Just because I always bump into this one when I google for the article to cite for the cutoff for inferring homology between the two proteins (important condition). Here is the link: https://www.ncbi.nlm.nih.gov/pmc/articles/PMC3820096/ And here is the citation:

The bit-score provides a better rule-of-thumb for inferring homology. For average length proteins, a bit score of 50 is almost always significant. A bit score of 40 is only significant (E() < 0.001) in searches of protein databases with fewer than 7000 entries. Increasing the score by 10 bits increases the significance 210=1000-fold, so 50 bits would be significant in a database with less than 7 million entries (10 times SwissProt, and within a factor of 3 of the largest protein databases). Thus, the NCBI Blast web site uses a color code of blue for alignment with scores between 40–50 bits; and green for scores between 50–80 bits. In the yeast vs human example, the alignments with less than 20% identity had scores ranging from 55 – 170 bits. Except for very long proteins and very large databases, 50 bits of similarity score will always be statistically significant and is a much better rule-of-thumb for inferring homology in protein alignments.

1
2.3 years ago by
utsafar70
utsafar70 wrote:

First of all, mind that blast hits are HSPs which may be just some part of query and subject sequences not all of them. So here I just talk about these matched parts of your Q and S sequences.

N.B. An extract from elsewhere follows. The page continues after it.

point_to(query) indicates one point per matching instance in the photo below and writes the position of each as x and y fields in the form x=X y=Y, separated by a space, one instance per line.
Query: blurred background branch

Identity: "the average identity of percentage 35%" is meaningless because blast hits are independent. For example a BlastP with two hits: protein 1 against protein 2 with `pident` 55% and protein 1 against 3 with `pident` 15% say that protein 1 is to a high confidence homolog of protein 1, but about the homology between protein 1 and protein 3 you must be more cautious. mind that proteins are made of 20 different AAs and if you align two irrelevant protein sequences (or any other random AA sequences) with any length you will have a 5% random identity (for DNA and RNA sequences random identity is 25% since those are made of for different bases A,T,C,G). there is another parameter `ppos` in BlastP which is based on similarity. `ppos` is `pident`+(the percentage of similar but not identical AA matches). At all, I think, two AA sequences with `pident` higher than 20% and `ppos` higher than 30% are close enough to be called homolog. in NA sequences I think `pident` 40% and above is OK.

P-Value: depends on query and DB lengths but I think p-value lower than 10^-5 shows a relation.

BitScore: Very depends on query length. Compare bitscore with your `qlen`, I think if bitscore of a hit is 0.7 of qlen or greater, `query` and `subject` are close enough.